Bakkal dükkanı olan Halepli Esnaf:

“Olay yaşanmadan yarım saat önce oturuyorduk dükkanda. Millet birden toplanmaya başladı. Bir Suriyelinin, çocuğa tecavüz edildiğini söylüyorlardı. Apar topar dükkanımı kapattım. Yarım saat geçmeden dükkanları yağmalayama başladılar. Karakolun yanında 3 bin kişiye yakın insan toplandı. Biz savaştan çıktık geldik buraya. Böyle olaylar yapmaya cesaret bile edemeyiz.

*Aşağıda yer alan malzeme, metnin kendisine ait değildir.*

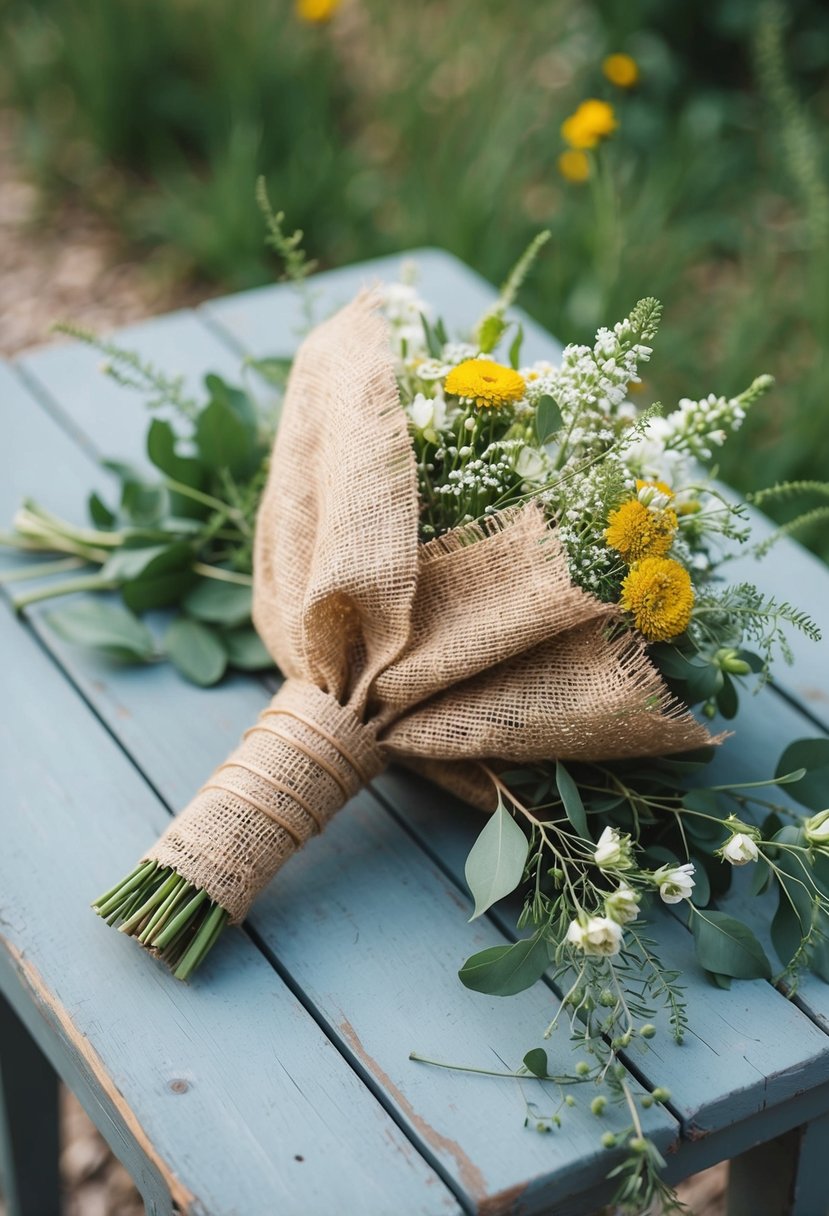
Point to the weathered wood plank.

Ekmeğimize, evimize, güvenliğimize bakıyoruz. 4 ay önce Kanarya’da böyle bir olay oldu ve sonucunda olayı yapanın bir Pakistanlı olduğu ortaya çıktı. (Ne olursa olsun) ‘Suriyeliler yaptı’ diyorlar. Burada bir gurup insan saldırırken bir gurup insan da bizi korudu. Biz Esad’dan kaçtık. Yine olaylarla mı karşılaşacağız? Türkiye’de Suriyeliler ve Türkiyeliler arasında bir çatışma olsun istemiyorum.”

aralarında dolaştığımızda, bir çok Suriyeli esnafın dükkanına Türk bayrağı astığı dikkat çeken durumlardan birisi oldu. Bir çoğunda ise artık bir tabela yok. Kepenkleri kapatılmış, açık olup olmadığı belli olmayan dükkan sahiplerinin bir çoğu da konuşmak istemedi. Türkiyeli esnaflar ise olayın “normal” olduğunu savunuyor.